Comment #21 September 9th, 2006 at 1:13 pm
People looked at the EPR thought-experiment for 50 years and basically came up with “QM is right, and there’s no evidence for anything ‘behind’ it”
The topic in question is not the full physics of quantum mechanics, but more precisely non-commutative or quantum probability as revealed by the Copenhagen interpretation. And the conclusion is not merely that there is no evidence for anything “behind” it. Rather, evidence has accumulated that asking what is “behind” quantum probability is not a good research question.
(You might suppose that progress in science consists entirely of answering questions, but another important part of it is to retire questions that will never have good answers. For example, finding a practical Northwest Passage used to be a fundamental question in geography, until eventually people realized that it just isn’t a very good question.)

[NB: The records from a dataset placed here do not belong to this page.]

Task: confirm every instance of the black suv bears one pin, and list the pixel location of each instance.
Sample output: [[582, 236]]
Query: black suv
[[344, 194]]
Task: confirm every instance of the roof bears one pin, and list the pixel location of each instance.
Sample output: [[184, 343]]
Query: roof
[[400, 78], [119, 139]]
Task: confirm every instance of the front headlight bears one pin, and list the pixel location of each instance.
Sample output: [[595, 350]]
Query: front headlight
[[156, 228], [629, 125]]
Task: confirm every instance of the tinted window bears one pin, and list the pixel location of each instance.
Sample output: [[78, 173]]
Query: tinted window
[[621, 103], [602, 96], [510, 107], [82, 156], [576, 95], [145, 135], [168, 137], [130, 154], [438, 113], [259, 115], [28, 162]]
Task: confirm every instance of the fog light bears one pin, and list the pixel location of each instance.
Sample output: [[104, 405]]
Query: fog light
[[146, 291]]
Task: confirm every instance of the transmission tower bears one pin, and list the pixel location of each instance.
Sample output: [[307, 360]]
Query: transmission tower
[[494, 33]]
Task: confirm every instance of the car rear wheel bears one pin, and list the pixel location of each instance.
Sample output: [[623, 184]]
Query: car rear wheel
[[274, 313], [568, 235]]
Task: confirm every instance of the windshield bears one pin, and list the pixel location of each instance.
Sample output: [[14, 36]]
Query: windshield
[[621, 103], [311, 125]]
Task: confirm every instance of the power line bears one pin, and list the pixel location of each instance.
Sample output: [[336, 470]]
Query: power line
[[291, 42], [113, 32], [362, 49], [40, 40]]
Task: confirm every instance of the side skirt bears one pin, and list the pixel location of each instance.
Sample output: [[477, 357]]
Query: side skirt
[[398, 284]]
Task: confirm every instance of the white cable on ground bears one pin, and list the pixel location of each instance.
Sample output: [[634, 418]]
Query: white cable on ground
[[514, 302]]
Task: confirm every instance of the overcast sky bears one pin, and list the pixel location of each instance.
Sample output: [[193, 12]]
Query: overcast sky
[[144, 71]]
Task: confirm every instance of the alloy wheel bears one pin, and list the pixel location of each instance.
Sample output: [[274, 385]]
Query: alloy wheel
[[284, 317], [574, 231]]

On the other hand, even though nothing much has come from asking what’s behind quantum probability, the great discovery of the past 10-20 years is that there is a great deal in front of quantum probability. That is what QC and also QI are all about. I like the subject exactly because it retires many old “quantum philosophy” papers as irrelevant, but elevates some of the remaining ones as important for new reasons.
I started in this area with a viewpoint similar to yours: I thought that QC was a combination of acceleration by a constant factor with quantum devices, and some woo-woo hype about quantum weirdness. But when I looked at the review papers by Preskill and Steane (Nielsen and Chuang had not yet been published), my prejudgment became untenable. Regardless of any “promises” about what QC will be, these papers were really getting somewhere. They were not written by people who just hype and blather.
Comment #22 September 9th, 2006 at 1:23 pm
Thanks for taking the time to respond. At some point I guess I need to get beyond my prejudices and read some of the serious stuff in the field. Thanks for the pointers in this line — survey works seem about the right level.
Rather, evidence has accumulated that asking what is “behind” quantum probability is not a good research question.
– exactly. That’s actually what i was trying to say.
Comment #23 September 9th, 2006 at 2:31 pm
[Only] wild-eyed technological optimists … [believe that] we’ll be able to simulate superconductors and quark-gluon plasmas on an ordinary desktop PC!
From an quantum system engineering point of view, the above is the most provocative statement in Scott’s post! Because, the emerging quantum system engineering view is that generic complex quantum systems can be emulated with polynomial (desktop) resources.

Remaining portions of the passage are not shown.